Teaching how to make bread
My daughter's friend wants me to show her how to make bread. She has already made bread before, but really likes the loaves I've made. I've told her that it is the Tartine Bread recipe for baguettes and she can get it from the library, but she doesn't think she can learn it from a book.
(I disagree. My belief is that you can learn anything from a well-written book—except talent—and with InterLibrary Loan, the best books in the world are available. Still, I know that a hands-on workshop is more fun than learning solely from a book.)
Problem is, the Tartine recipe takes about 16 hours start to finish, and I haven't figured out a lesson that doesn't keep her waiting around for hours. I can't tell her to go home for the nearly four hours of bulk fermentation, because the dough needs to be stretched and folded every 40 minutes.
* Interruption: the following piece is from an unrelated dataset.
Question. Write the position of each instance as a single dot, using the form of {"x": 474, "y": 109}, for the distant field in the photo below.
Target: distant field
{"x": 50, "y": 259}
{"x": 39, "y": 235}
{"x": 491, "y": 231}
My daughter suggested that I make several batches, each starting at a different time, to compress the lesson. It would start with Shannon mixing the preferment, then I'd say "Let it rise at room temperature overnight, after which it will look like this," at which point I would display an 8-hour-old leaven and say "ta-da!"
Is this how baking schools run a breadmaking class? With all the ta-da steps, it would mean a lot of dough and tight scheduling. Or do the teachers follow the actual schedule and fill the time with "pull out your textbooks, we're going to learn about such-and-such while we wait for the dough to rise"?